The dynamical evolution of a neural network during training has been an incredibly fascinating subject of study. First principal derivation of generic evolution of variables in statistical physics systems has proved useful when used to describe training dynamics conceptually, which in practice means numerically solving equations such as Fokker-Planck equation. Simulating entire networks inevitably runs into the curse of dimensionality. In this paper, we utilize Fokker-Planck to simulate the probability density evolution of individual weight matrices in the bottleneck layers of a simple 2-bottleneck-layered auto-encoder and compare the theoretical evolutions against the empirical ones by examining the output data distributions.

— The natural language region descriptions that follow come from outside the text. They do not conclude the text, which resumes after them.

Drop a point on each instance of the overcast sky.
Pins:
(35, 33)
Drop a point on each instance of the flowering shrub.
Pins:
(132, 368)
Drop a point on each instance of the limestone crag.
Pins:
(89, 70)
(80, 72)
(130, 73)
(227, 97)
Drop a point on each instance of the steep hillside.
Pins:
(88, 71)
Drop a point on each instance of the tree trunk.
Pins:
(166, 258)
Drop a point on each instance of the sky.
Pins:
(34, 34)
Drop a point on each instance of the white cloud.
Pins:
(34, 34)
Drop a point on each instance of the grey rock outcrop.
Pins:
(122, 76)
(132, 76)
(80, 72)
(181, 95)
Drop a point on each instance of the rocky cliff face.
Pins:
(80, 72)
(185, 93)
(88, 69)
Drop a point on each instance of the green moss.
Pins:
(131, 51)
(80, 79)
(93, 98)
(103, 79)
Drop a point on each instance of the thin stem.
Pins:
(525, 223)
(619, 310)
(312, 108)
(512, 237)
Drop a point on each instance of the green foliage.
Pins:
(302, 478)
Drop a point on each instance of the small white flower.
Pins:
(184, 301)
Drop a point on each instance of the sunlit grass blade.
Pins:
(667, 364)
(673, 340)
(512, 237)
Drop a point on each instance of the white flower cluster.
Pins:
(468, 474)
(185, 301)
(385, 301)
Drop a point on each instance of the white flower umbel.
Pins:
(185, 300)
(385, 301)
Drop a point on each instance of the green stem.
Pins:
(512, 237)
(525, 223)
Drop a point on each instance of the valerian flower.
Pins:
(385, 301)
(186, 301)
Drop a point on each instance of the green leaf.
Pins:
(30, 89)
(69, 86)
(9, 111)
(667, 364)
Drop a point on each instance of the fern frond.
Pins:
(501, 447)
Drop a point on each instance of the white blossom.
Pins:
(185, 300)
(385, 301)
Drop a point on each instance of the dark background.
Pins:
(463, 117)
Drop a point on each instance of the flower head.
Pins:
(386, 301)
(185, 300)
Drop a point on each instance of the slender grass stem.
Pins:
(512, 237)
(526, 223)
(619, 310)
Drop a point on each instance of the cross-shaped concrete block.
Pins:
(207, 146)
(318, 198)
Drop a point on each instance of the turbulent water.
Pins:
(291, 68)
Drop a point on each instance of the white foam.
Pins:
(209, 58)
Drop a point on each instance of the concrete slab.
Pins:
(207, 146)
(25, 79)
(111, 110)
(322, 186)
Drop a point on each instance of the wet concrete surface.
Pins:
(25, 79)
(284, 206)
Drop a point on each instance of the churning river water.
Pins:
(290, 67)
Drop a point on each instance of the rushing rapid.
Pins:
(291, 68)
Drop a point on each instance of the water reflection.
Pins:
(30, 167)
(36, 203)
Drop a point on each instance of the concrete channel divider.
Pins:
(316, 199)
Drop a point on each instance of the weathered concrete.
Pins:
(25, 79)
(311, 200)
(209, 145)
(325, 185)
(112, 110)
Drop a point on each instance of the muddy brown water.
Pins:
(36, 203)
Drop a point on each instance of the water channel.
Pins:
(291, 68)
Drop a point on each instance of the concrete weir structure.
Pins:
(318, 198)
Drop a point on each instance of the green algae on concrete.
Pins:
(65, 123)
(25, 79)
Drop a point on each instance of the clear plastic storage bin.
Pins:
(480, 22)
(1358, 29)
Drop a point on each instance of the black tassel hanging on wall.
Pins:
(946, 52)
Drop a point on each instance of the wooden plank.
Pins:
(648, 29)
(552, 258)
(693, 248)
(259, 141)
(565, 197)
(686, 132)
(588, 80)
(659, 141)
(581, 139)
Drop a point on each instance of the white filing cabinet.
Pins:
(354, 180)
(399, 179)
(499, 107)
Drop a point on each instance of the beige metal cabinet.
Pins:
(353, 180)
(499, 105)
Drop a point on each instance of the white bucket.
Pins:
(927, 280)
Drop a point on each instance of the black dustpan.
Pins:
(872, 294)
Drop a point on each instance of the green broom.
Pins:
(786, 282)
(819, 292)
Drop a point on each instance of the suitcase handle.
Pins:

We also derive physically relevant partial differential equations such as Callan-Symanzik and Kardar-Parisi-Zhang equations from the dynamical equation we have.

翻译：神经网络在训练过程中的动态演化一直是一个极其引人入胜的研究课题。从第一性原理推导统计物理系统中变量的普适演化方程，已被证明在概念上描述训练动力学时非常有用，这在实践中意味着数值求解诸如福克-普朗克方程等方程。然而，模拟整个网络不可避免地会遭遇维度灾难。在本文中，我们利用福克-普朗克方程来模拟一个简单的双瓶颈层自编码器中瓶颈层内单个权重矩阵的概率密度演化，并通过检查输出数据分布，将理论演化与经验演化进行比较。此外，我们还从所得到的动力学方程中推导出具有物理意义的部分微分方程，例如卡伦-西曼齐克方程和卡达尔-帕里西-张方程。